Will the judiciary respond in a creative way to the challenges
presented by an increasingly litigious society? Much depends on whether
the Party leadership has the wisdom and vision to appreciate the
contribution that able and imaginative judges can make to stabilizing a
country that is seething with injustice. I am confident that the
quality of the judges is improving, as one recent statistic suggests. A
decade ago only 10,000 judges in the country, a mere 6.9 percent of the
total at that time, had received an undergraduate education of any
kind. Today, over 90,000 judges have reached that level, some 51.6
percent of the current total, and this trend toward greater education,
increasingly legal education, will continue.
due process and the communist party
Albeit little known to most Chinese people, growing rights
consciousness has even invaded the precincts of the Communist Party's
70 million members. When dealing with the crucial issue of the
imposition of Party sanctions against individual members, the most
severe of which is loss of membership, the Party Charter has long
recognized certain elements of due process--notice to the individual of
the adverse action proposed and a right to be heard before a decision
is made. In practice that provision has often not been implemented.
Recently, however, some notable steps have been taken to put living
flesh on the bare bones. For the past four years local Party Discipline
and Inspection Commissions (DIC) in at least twenty provinces have
reportedly conducted a range of experiments with what has come to be
known as a ``Party Discipline Tribunal'' or ``Intra-Party Court'' that
adopts some basic features of PRC criminal court trials. In one respect
at least--the opportunity to cross-examine witnesses--this evolving
institution may do better than most criminal trials.
Although details have varied, at these tribunals Party
investigators are required to present evidence, including witnesses,
and the accused is permitted to challenge the evidence, produce
witnesses of his own and even have the assistance of a fellow Party
member in coping with the evidence and arguing his case. The triers of
the case are designated by the local DIC and, like real PRC judges in
sensitive or difficult cases, they merely report their findings to the
tribunal's leadership for decision. In some cases the hearing is
``open'' in the sense of allowing certain Party members to attend, and
the accused has a limited right to appeal an adverse decision. These
Party tribunals have apparently not yet been convened at the provincial
or central level, but their emergence at the grass roots demonstrates
the spread of ideas of fundamental fairness among the country's elite
when it comes to dealing with itself. Loss of Party membership, even in
today's more mobile Chinese society, can be a devastating blow. These
Party tribunals also reflect the Party's increasing concern for
enhancing its legitimacy, punishing corruption and ventilating the
punishment process to reduce the likelihood that it too is corrupted.
the relevance of taiwan and south korea
I hope that enough has been said to suggest some of the progress,
problems and prospects of law reform in China. Before concluding, I
want to refer briefly to the relevance of Taiwan and South Korea and
perhaps create an intellectual bridge to the remarks of my two
colleagues on this panel, whose observations I am keen to hear.

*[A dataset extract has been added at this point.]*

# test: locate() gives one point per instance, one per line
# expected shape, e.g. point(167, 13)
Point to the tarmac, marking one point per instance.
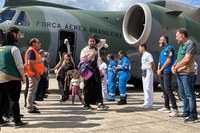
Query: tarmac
point(59, 117)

Taiwan and South Korea, of course, have much in common regarding
the development of the rule of law. Their current democratic
governments both emerged from decades of authoritarian dictatorship at
the same time. Both places are deeply influenced by China's Confucian/
Buddhist culture and imperial Chinese bureaucratic
traditions, and, like the PRC, have little in their pre-modern past to
sustain legal concepts and practices such as those relating to
individualism, government under law, judicial independence and
constitutionalism. Each suffered decades of Japanese colonialism until
1945, and they learned even more about the virtues of a genuine rule of
law from its absence during their respective post-World War II
dictatorships. Yet both made rapid social, economic and educational
progress during the post-war era, and, as part of this process, created
a legal elite of law professors, lawyers, judges, prosecutors and
officials familiar with other legal systems and international legal
standards. This is undoubtedly what enabled each to make a relatively
smooth transition to a democratic legal system once political
circumstances permitted.
Each also features a constitutional court that in the democratic
era has been remarkably free in invalidating legislation as well as
regulations and administrative acts inconsistent with fundamental legal
norms. Unelected judges making controversial constitutional decisions
of profound political significance in a new and hotly contested
electoral environment would test the mettle of any system, especially
one rooted in East Asian political-legal culture. Japan's Supreme
Court, by contrast, has been far more cautious in its constitutional
decisionmaking. Yet, thus far, the constitutional judgments of
Taiwanese and Korean courts have, by and large, been accepted as
legitimate, even by powerful losers.
There are obviously important differences between the PRC, on the
one hand, and Taiwan and South Korea, on the other--especially the huge
discrepancies in population and political systems. Nevertheless, some
Chinese experts acknowledge that, as the PRC charts the course of its
future law reform, there is much to be learned from the experience of
both jurisdictions. Why this is so is easy to understand, as brief
reference to Taiwan will illustrate.
Would it be feasible for the PRC to establish an independent
constitutional court despite China's uncongenial traditions for it?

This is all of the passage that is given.